Catholic bishops have met and arranged for spiritual and counseling assistance for families who have left areas held by Tamil rebels and moved to makeshift camps in government-controlled areas.
Officials from the Catholic Bishops´ Conference of Sri Lanka on March 10 visited about 40,000 people in 13 camps in four different locations in Vavuniya.
The government prohibits media and others from visiting the camps, reportedly making the bishops´ trip the first such visit by outsiders. However, some media have reported the government´s inability to supply those in the camps with basic necessities.
“Having heard so much about their plight in media we wanted to go there and see them for ourselves,” said Bishop Norbert Andradi, secretary of the Sri Lankan bishops´ conference. “Our humanitarian visit was to let those suffering people know that we are with them at this difficult moment.”
Besides Bishop Andradi, the bishops´ delegation included Bishop Vianney Fernando, conference chairman; Bishop Harold Anthony Perera, chairman of the bishops´ commission for justice, peace and human development; and three other bishops. Father Damian Fernando, national director of Caritas Sri Lanka, the local Church´s social service agency, was also part of the delegation.

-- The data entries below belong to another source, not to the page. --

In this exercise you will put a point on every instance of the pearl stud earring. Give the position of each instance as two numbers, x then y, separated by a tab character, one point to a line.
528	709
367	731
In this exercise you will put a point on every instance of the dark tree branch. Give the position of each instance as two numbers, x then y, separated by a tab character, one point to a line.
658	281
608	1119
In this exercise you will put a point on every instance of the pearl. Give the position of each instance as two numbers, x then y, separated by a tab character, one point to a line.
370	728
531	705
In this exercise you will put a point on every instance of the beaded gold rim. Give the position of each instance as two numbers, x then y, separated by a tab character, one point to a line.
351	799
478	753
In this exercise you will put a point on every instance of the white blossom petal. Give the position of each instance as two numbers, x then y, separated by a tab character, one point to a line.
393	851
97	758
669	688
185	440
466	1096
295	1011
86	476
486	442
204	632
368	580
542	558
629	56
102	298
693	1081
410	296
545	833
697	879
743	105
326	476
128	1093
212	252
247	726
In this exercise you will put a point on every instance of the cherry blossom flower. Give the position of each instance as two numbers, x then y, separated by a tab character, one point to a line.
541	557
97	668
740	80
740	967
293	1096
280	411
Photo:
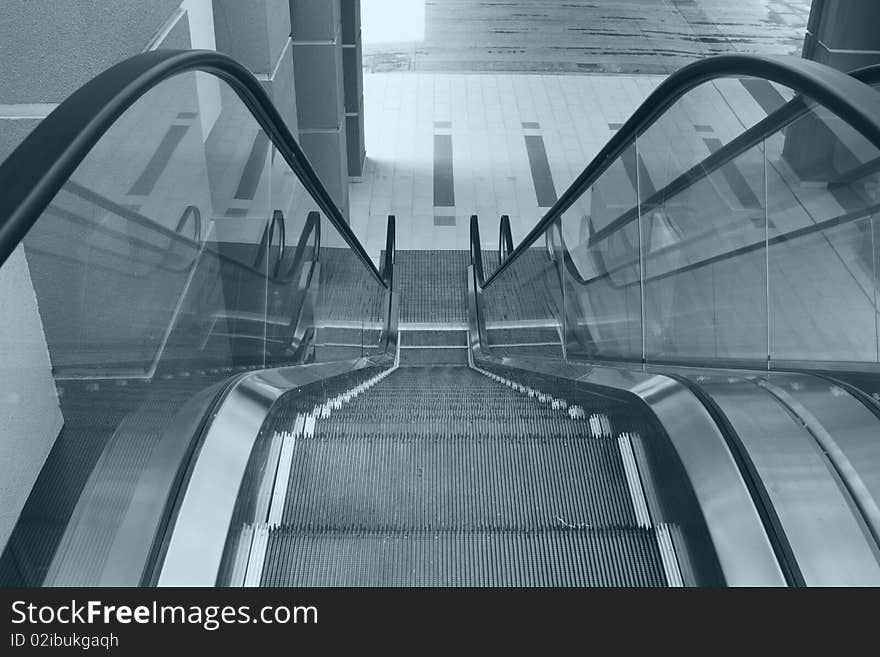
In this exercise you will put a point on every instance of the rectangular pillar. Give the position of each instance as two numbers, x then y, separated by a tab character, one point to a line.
257	34
316	29
353	80
842	34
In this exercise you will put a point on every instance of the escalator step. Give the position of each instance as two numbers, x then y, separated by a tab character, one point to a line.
457	482
620	557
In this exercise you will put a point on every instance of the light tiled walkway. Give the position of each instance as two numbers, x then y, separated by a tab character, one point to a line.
490	161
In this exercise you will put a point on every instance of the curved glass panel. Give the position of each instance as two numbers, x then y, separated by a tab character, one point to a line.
182	250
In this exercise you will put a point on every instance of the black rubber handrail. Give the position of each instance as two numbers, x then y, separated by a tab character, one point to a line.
805	231
37	169
846	96
505	239
266	241
788	113
387	270
92	196
769	125
312	225
477	251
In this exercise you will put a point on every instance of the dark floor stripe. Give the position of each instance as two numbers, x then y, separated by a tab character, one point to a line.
734	178
253	169
764	93
545	191
144	185
444	189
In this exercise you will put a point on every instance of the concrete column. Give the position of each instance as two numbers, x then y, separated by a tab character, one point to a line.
842	34
318	73
353	81
257	34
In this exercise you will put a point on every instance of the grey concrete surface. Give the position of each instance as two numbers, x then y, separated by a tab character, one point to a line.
586	36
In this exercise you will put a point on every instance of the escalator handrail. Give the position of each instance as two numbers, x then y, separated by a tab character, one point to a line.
92	196
477	251
769	125
785	115
849	98
266	241
37	169
312	225
505	239
387	270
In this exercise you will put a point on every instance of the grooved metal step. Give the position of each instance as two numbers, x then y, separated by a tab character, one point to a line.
356	557
443	476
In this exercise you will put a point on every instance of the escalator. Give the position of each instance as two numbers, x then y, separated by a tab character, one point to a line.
648	390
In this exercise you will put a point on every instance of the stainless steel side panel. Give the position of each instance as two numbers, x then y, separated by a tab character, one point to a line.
825	531
198	536
743	548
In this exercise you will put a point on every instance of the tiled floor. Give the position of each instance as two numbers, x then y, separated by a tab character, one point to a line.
485	115
518	141
573	36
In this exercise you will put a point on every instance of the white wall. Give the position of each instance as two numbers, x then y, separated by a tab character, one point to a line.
30	417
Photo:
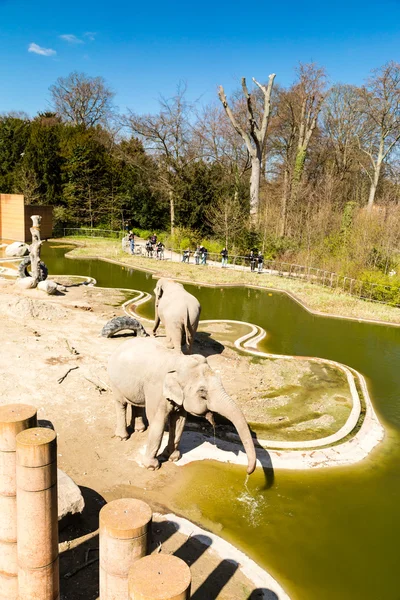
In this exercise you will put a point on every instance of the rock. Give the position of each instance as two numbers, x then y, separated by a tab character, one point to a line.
48	286
70	499
18	249
25	283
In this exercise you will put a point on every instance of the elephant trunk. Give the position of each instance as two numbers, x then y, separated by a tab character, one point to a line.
225	406
156	317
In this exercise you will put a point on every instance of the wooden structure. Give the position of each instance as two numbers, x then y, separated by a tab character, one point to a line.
15	218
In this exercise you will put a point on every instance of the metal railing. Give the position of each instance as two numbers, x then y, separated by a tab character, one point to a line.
365	290
90	232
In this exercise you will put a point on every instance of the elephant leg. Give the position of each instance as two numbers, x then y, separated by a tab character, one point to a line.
137	419
156	324
176	337
155	434
177	422
120	409
169	341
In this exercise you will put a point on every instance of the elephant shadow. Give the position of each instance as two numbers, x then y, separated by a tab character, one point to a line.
205	345
193	439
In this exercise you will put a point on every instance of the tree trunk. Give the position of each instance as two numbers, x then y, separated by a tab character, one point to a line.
374	183
172	210
255	188
285	197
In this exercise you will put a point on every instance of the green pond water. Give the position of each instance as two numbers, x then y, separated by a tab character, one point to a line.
326	534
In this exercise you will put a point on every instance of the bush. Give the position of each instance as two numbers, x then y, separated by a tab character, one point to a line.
380	287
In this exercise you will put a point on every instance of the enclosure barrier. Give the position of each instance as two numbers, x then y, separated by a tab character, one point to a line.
159	577
14	418
125	527
37	515
365	290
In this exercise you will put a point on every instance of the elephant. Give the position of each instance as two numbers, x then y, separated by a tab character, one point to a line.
169	385
178	311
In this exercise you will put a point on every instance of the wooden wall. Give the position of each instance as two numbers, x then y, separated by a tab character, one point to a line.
46	224
12	220
15	221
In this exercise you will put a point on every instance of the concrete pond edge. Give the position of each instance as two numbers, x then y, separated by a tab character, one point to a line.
267	587
322	452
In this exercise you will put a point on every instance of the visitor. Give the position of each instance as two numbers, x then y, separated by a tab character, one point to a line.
131	239
252	260
149	249
185	255
260	260
224	254
160	251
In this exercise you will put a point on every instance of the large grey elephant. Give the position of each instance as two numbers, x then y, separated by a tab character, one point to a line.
169	385
178	311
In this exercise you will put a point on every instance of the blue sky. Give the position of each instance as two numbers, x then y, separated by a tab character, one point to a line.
143	49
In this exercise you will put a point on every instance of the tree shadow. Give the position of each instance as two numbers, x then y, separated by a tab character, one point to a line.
262	594
79	567
216	581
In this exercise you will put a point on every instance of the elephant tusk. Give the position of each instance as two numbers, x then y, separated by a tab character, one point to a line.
210	418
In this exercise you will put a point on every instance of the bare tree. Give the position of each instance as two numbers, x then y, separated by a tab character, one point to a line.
82	100
227	218
253	136
168	137
380	107
298	109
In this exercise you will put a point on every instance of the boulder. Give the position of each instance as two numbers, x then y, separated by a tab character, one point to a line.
25	283
48	286
70	499
17	249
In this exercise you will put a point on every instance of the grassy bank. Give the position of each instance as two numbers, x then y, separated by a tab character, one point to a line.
316	297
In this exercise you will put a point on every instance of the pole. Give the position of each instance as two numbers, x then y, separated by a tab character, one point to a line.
159	577
14	418
125	526
37	515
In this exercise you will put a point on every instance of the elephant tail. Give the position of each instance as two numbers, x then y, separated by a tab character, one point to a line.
189	331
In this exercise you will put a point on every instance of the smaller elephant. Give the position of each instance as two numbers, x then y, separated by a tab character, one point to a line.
144	374
178	311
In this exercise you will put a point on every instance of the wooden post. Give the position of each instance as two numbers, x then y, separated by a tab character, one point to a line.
124	537
159	577
37	515
14	418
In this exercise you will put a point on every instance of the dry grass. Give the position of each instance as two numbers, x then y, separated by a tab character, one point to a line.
314	296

The government has “requested the Church send some nuns to be with these people to provide counseling,” said Father Fernando.
He added that while the World Food Program has been providing these people with rice and lentils, Caritas has been providing chili, pepper, salt and containers needed for cooking.

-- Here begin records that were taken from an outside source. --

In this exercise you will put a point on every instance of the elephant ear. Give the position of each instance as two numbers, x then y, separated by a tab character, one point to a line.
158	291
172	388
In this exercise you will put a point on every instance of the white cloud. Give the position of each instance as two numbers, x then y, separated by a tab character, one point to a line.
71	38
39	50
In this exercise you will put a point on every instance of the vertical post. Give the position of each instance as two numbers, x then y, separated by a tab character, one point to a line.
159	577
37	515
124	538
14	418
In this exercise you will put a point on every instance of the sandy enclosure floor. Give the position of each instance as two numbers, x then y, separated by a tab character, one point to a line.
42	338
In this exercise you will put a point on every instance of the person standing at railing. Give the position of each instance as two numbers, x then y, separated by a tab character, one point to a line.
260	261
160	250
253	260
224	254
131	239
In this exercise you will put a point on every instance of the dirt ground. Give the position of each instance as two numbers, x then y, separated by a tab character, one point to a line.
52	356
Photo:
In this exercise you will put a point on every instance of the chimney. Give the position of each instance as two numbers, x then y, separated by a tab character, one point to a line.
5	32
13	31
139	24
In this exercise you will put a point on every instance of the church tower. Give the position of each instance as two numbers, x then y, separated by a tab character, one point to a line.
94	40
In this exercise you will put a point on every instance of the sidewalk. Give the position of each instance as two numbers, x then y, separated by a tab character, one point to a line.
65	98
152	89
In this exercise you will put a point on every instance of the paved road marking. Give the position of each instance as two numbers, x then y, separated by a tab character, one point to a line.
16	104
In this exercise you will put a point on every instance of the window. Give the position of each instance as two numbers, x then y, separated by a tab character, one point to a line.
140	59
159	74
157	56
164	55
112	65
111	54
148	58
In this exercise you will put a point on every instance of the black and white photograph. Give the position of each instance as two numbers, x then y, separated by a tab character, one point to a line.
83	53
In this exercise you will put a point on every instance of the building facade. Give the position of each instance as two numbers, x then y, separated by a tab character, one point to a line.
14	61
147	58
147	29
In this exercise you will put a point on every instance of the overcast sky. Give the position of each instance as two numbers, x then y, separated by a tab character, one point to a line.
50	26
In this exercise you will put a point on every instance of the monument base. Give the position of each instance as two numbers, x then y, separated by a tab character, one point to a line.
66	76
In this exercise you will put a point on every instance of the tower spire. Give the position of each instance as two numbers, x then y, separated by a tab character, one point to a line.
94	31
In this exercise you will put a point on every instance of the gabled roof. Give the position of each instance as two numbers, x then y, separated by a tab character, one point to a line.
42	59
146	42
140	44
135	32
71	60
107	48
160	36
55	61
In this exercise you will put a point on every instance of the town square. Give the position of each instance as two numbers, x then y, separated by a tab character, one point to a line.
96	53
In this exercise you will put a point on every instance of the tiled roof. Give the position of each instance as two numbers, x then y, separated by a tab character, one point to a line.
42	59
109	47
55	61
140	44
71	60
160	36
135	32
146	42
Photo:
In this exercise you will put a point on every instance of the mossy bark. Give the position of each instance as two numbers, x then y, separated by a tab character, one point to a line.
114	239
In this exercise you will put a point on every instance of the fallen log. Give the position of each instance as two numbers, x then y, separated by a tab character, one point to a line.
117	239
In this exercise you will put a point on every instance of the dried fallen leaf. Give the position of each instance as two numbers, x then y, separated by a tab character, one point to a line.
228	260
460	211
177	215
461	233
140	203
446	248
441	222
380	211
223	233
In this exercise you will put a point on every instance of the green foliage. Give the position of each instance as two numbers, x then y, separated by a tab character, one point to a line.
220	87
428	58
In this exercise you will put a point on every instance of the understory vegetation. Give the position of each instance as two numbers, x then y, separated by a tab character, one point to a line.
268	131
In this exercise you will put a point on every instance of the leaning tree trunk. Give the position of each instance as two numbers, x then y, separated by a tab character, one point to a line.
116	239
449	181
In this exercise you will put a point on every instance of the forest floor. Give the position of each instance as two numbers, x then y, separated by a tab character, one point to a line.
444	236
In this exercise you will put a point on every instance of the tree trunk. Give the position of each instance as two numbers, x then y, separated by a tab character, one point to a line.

According to Bishop Andradi, the government has initiated the building of chapels and other worship places within the camps. “Priests will be nominated to go there,” he said. “However our wish is that these people are able to go back to their original place and be able to live a normal life.”

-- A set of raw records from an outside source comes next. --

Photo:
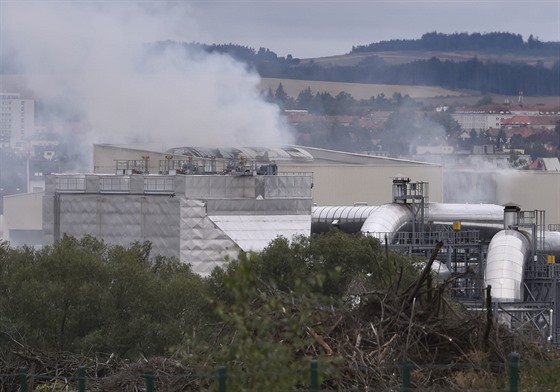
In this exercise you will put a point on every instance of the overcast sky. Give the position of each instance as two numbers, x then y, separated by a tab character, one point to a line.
311	28
85	59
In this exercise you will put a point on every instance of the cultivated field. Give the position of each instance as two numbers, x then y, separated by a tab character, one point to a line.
357	90
429	95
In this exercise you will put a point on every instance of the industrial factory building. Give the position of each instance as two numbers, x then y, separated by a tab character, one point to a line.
203	206
201	219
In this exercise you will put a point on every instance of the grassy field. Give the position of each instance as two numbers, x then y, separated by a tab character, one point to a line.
357	90
429	95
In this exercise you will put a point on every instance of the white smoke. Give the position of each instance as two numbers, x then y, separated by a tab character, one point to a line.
94	62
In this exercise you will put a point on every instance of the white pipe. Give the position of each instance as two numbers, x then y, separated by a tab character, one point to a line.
505	265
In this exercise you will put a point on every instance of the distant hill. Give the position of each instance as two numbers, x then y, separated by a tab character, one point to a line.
494	63
497	41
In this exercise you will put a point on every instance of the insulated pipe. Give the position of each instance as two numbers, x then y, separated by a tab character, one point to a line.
505	265
475	213
347	218
388	218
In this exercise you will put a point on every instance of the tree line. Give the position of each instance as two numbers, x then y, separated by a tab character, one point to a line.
474	74
344	300
434	41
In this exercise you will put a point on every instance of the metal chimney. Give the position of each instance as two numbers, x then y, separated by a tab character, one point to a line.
511	217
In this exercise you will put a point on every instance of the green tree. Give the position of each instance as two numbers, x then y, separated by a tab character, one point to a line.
304	99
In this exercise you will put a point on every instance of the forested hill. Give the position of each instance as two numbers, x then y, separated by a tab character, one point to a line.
490	76
434	41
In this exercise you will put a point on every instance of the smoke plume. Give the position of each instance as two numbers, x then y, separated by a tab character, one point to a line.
94	65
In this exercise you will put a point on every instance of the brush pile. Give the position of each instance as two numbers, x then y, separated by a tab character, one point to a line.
446	346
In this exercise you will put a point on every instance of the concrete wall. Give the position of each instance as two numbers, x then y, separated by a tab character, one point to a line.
531	190
343	184
23	219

The Church is also assisting displaced children at government-run schools. “Caritas is providing children studying in the schools with stationery and other schooling needs while arrangements are underway to provide volunteer teachers to teach at the schools,” Father Fernando said.
The bishops´ effort took place at a time when Sri Lankan security forces were saying they were within weeks of defeating the rebel Liberation Tigers of Tamil Eelam (LTTE). An estimated 150,000 Tamils are still trapped in a small patch of LTTE-controlled area in the island´s northeast.
The LTTE launched an independence struggle against the Sinhalese-led government in 1983, hoping to establish a Tamil state in northern and eastern Sri Lanka. The conflict has since claimed close to 80,000 lives.
Meanwhile, Bishop Emmanuel Thomas Savundaranayagam of war-torn Jaffna diocese sent a letter on March 12 to President Mahinda Rajapaksa appealing for an immediate ceasefire to allow civilians to get out of the conflict zone and creating a “safe corridor” to allow aid for those displaced. He also called on the warring parties to end the carnage of innocent people.